Na opinião de Berling e Katz, Fassbinder foi de uma ingenuidade a toda prova em relação às sensibilidades dos judeus e da Alemanha Ocidental. Como se não fosse suficiente ter suspendido a peça e proibido sua apresentação enquanto ele estivesse vivo, Fassbinder cometeria um erro ainda maior. Ele já havia planejado tirar um filme da peça, mas toda essa polêmica afastou os financiadores – que se baseavam numa lei que proibia o custeio de obras racistas e anti-semitas. Fassbinder resolve produzir o filme por sua própria conta, escrevendo o roteiro, atuando e entregando a direção a Daniel Schmid.

Fassbinder acreditava que o fato de Schmid ser descendente de rica família de hoteleiros judeus da Suíça o deixaria a salvo de ataques.

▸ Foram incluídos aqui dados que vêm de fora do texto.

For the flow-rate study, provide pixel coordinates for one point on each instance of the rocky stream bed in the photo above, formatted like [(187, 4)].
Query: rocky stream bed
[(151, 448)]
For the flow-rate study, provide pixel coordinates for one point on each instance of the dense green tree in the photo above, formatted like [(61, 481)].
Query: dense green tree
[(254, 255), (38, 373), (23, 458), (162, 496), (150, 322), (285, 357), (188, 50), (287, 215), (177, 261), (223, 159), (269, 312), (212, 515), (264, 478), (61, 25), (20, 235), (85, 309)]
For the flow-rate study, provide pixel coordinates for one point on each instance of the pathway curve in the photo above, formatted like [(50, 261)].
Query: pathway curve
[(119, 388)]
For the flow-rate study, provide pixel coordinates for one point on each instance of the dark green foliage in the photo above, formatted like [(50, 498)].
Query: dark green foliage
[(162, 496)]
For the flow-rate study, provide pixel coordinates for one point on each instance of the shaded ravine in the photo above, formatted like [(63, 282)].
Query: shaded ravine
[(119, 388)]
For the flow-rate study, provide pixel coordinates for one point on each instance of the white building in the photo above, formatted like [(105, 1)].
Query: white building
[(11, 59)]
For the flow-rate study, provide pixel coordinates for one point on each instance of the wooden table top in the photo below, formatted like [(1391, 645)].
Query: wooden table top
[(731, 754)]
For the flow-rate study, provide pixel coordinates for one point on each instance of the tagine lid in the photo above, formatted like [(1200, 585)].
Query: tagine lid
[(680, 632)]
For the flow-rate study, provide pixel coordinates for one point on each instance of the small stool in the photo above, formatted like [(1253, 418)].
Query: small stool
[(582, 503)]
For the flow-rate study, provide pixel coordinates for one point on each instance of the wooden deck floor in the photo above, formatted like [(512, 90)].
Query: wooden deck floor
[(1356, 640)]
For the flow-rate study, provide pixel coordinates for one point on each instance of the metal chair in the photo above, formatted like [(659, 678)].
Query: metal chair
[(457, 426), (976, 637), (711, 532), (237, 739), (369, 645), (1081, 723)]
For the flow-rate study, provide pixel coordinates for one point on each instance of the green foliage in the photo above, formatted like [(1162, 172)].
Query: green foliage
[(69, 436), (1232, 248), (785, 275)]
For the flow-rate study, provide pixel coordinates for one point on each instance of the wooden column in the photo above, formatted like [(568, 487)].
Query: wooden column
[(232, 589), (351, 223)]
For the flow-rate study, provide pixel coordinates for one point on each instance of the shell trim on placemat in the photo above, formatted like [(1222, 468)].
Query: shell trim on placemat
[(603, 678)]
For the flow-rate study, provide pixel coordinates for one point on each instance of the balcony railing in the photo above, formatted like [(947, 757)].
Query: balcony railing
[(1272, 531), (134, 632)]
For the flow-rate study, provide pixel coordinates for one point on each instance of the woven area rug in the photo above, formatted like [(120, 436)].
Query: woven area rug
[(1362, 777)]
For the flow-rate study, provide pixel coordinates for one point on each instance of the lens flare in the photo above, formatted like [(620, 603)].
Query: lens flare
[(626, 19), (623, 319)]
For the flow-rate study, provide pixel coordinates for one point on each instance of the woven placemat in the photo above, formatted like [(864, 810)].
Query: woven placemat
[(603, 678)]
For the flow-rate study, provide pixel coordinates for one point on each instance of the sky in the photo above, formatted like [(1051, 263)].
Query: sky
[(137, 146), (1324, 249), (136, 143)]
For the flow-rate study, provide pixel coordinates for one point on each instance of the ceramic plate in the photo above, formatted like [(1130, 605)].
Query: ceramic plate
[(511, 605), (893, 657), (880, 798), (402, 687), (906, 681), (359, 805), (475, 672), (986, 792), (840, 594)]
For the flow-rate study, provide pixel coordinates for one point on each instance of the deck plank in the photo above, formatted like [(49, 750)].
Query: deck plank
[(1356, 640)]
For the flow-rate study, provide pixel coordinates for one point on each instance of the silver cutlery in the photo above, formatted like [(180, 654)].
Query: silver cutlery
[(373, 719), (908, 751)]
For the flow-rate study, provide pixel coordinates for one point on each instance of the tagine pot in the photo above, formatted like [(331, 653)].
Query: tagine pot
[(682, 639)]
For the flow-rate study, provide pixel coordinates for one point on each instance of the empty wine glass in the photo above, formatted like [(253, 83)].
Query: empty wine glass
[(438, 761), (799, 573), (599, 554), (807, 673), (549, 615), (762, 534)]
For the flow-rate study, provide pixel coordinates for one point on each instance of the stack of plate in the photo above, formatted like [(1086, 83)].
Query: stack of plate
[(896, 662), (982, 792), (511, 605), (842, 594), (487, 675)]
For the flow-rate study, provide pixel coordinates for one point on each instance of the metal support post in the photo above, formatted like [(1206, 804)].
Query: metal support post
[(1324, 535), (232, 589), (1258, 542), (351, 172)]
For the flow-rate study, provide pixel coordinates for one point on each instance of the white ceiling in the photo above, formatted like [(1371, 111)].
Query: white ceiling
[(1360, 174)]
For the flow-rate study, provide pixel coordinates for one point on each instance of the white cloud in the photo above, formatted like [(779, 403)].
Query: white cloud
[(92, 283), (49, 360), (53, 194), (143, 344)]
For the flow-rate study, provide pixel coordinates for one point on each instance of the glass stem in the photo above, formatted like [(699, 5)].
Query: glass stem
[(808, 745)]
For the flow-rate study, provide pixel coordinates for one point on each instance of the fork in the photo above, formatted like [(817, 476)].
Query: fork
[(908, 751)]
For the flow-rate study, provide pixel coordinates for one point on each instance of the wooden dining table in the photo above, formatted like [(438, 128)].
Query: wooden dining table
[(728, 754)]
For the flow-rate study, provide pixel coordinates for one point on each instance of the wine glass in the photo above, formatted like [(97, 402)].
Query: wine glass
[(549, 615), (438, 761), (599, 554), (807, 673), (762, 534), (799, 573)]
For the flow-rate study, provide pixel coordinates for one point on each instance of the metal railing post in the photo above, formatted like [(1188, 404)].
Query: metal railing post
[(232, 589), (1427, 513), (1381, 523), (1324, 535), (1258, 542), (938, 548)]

Curiosamente, Schmid não foi atacado, mas Fassbinder recebeu novamente todo o impacto do escândalo por ocasião do lançamento do tal filme, rebatizado de A Sombra dos Anjos (Schatten der Engel, 1976). Em 1983, quando o filme foi exibido pela primeira vez em nova York, um jornal judeu faz um ataque virulento e parcial. Fassbinder, que já havia morrido a mais de um ano, era acusado de copiar as páginas de Minha Luta (Mein Kampf), famosa autobiografia de Hitler.

Em inúmeras entrevistas, Fassbinder esclarecia que sua intenção era denunciar justamente as pessoas que usavam e exploravam a figura do “judeu rico” para seus próprios interesses. Como lembrou Anton Kaes (3), falharam todas as tentativas de Fassbinder em mostrar a memória alemã no que ela tinha de mais problemático: o anti-semitismo e o genocídio. De uma forma ou de outra, O Lixo, A Cidade e a Morte será retomada em outro filme, Num Ano Com 13 Luas (In einem Jahr mit 13 Monden, 1978).

Notas:

Leia também:

Berlin Alexanderplatz (I), (II), (final)

1. ELSAESSER, Thomas. R.W. Fassbinder. Un Cinéaste D’allemagne. Paris: Éditions du Centre Pompidou, 2005. P. 295.
2. KATZ, Robert; BERLING, Peter. O Amor é Mais Frio do que a Morte. A Vida e o Tempo de Rainer Werner Fassbinder. Tradução Carlos Sussekind. São Paulo: Editora Brasiliense, 1992. P. 113.
3. KAES, Anton. From Hitler to Heimat. The Return of History as Film. Massachusetts: Cambridge Univ. Press, 1989. P. 90.